If you didn't follow, here's what I mean: Say you have 2 dice (because even though physicists have proved the convergence of Cauchy sequences in infinite dimensional Hilbert spaces and calculated the curvature of differentiable Riemann manifolds, the motion of a 6-faced regular solid is beyond the comprehension of physics and is therefore, 100%, unequivocally, random).

Both of them are fair, but the've been numbered differently. One of the die is numbered from 1-6, while the other is numbered from 3-8.

This sort of models the situation above. Both distributions are only separated by only by a constant, so they sampling from both distributions (rolling the dice) would, on average, produce the same amount of information.

If you didn't get the gist already, Claude Shanon was a genius, so he figured this out too. He defined a quantity which is common for both distributions– Entropy.

Again, this isn't some vague and abstract definition like those pop-science videos on YouTube that just can't seem to stop saying "Entropy is chaos".

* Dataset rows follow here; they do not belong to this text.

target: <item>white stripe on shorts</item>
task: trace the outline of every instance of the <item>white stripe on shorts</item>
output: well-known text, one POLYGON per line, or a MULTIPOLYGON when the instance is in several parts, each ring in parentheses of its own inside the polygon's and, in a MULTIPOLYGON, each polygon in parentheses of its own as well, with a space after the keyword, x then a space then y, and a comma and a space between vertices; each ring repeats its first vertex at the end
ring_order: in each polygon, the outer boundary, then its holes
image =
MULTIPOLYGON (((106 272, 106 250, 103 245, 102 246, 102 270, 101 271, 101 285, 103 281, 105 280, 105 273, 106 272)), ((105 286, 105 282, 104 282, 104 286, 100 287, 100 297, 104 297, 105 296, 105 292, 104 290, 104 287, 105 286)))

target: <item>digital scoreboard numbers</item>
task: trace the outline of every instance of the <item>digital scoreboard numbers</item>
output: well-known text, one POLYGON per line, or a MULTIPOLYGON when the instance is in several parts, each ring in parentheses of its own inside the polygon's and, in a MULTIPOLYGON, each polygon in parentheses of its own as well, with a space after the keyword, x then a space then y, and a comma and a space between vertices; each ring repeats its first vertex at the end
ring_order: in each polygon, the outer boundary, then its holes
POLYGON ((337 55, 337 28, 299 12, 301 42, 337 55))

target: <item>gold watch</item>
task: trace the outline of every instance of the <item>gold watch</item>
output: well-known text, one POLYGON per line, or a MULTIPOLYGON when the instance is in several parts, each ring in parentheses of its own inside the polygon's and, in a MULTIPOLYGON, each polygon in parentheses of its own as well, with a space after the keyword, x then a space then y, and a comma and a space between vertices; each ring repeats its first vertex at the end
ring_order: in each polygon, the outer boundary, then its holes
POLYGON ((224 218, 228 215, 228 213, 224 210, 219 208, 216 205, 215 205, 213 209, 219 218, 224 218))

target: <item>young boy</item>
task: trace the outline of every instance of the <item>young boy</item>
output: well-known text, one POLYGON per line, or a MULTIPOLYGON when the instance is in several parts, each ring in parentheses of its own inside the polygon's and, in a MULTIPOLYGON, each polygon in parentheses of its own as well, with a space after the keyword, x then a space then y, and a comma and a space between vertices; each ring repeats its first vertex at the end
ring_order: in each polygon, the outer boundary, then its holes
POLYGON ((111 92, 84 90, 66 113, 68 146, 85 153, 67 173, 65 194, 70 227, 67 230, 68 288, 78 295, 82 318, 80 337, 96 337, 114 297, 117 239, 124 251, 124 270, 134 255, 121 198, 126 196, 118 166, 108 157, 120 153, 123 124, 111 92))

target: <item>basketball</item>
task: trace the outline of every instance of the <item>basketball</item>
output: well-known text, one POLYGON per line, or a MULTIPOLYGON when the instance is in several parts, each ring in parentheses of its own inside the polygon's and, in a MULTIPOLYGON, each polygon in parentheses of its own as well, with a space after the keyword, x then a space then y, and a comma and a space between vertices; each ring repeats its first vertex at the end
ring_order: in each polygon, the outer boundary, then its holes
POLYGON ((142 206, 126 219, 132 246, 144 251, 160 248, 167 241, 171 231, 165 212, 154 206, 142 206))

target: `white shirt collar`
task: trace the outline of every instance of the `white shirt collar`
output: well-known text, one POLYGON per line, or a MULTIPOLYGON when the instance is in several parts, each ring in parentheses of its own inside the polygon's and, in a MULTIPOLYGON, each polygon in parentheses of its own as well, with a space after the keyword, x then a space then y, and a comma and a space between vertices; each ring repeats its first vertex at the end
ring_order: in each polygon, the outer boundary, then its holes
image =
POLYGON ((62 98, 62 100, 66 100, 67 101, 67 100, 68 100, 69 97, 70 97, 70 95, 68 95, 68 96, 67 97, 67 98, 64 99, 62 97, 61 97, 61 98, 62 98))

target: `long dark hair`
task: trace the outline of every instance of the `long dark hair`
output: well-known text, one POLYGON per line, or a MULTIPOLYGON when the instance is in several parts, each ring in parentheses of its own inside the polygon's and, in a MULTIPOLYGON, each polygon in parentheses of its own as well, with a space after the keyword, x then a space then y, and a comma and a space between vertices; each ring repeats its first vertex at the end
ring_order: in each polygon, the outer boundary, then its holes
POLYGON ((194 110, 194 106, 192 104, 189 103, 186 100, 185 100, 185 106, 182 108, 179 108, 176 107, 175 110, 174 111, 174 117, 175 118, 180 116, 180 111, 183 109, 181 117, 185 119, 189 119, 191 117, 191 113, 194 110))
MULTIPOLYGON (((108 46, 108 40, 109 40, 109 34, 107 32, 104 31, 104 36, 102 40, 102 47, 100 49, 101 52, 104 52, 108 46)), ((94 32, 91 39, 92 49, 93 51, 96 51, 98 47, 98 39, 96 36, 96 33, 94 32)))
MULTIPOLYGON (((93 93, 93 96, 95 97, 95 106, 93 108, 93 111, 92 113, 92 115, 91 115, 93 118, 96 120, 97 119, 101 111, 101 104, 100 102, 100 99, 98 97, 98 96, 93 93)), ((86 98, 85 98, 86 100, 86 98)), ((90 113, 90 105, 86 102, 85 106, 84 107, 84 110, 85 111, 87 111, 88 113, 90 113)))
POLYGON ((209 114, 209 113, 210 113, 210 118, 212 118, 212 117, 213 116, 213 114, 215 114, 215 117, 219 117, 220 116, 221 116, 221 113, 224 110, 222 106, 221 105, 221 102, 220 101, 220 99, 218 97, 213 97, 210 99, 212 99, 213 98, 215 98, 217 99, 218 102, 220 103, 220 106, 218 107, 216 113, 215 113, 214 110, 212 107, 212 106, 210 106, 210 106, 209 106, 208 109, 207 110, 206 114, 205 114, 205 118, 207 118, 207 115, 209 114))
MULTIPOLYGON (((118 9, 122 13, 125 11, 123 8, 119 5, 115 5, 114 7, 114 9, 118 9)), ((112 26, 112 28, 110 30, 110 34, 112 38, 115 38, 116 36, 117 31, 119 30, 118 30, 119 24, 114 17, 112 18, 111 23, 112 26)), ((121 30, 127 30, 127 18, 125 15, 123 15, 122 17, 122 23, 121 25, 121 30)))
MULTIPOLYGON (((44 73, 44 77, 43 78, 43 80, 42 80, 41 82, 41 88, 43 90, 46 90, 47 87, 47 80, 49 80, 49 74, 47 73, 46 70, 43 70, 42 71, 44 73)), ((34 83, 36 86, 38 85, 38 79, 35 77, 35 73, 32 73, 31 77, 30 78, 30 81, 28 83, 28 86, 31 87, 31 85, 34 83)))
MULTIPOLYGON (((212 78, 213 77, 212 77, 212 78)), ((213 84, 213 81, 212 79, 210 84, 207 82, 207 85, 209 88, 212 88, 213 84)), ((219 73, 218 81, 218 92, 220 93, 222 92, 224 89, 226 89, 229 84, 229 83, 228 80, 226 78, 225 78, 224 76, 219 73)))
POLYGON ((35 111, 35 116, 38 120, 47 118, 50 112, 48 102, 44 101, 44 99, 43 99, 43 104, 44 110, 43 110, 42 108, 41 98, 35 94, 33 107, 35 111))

No. Claude E. Shanon wrote the darn thing down:

$$ H = -\sum_i{\mathbb{P}(X=x_i) \log{\mathbb{P}(X=x_i)}} $$

Where $H$ represents entropy, and the random variable $X$ takes on the values $x_i$.

In the continuous case,

$$ H = -\int_{\mathbb{R}}{p(x) \log{p(x)}} $$

Where $p(x)$ is the probability mass function of a distribution.

Let's break that down. From now, I'll focus on the discrete case.

We know that the information produced by individual events sampled from two distributions messes the math up, so what else might work?

We *could* try to find the information released by the obtaining the mean (or median or mode) from a single random sample.

But again, the keyword there is *single* sample. So we still wouldn't get clues about the distribution as a whole.

What we'll use is the expected information. Which is exactly what it says it is– the expected value of information.

$$ \mathbb{E}[I(X)] $$

And we know how to calculate expected values!

$$ \mathbb{E}[I(X)] = \frac{\sum_i{I(X_i)}}{N}$$

So what's the total amount of information?

Let's see, event $x_i$ occurs with probability $\mathbb{P}(X = x_i)$. If we take $N$ samples, $x_i$ happens $N_i$ times. So,

$$ \mathbb{E}[I(X)] = \frac{\sum_i{I(x_i)}}{N}$$

$$ = \frac{\sum_i{N_i I(x_i)}}{N} $$

$$ = \frac{\sum_i{\mathbb{P}(X=x_i) N I(x_i)}}{N} $$

$$ = \sum_i{\mathbb{P}(X=x_i) I(x_i)} $$

$$ = -\sum_i{\mathbb{P}(X=x_i) \log{\mathbb{P}(X=x_i)}}$$

So I guess Claude Shannon, in a really meta way, didn't show that he knows a lot. He mathematically proved it.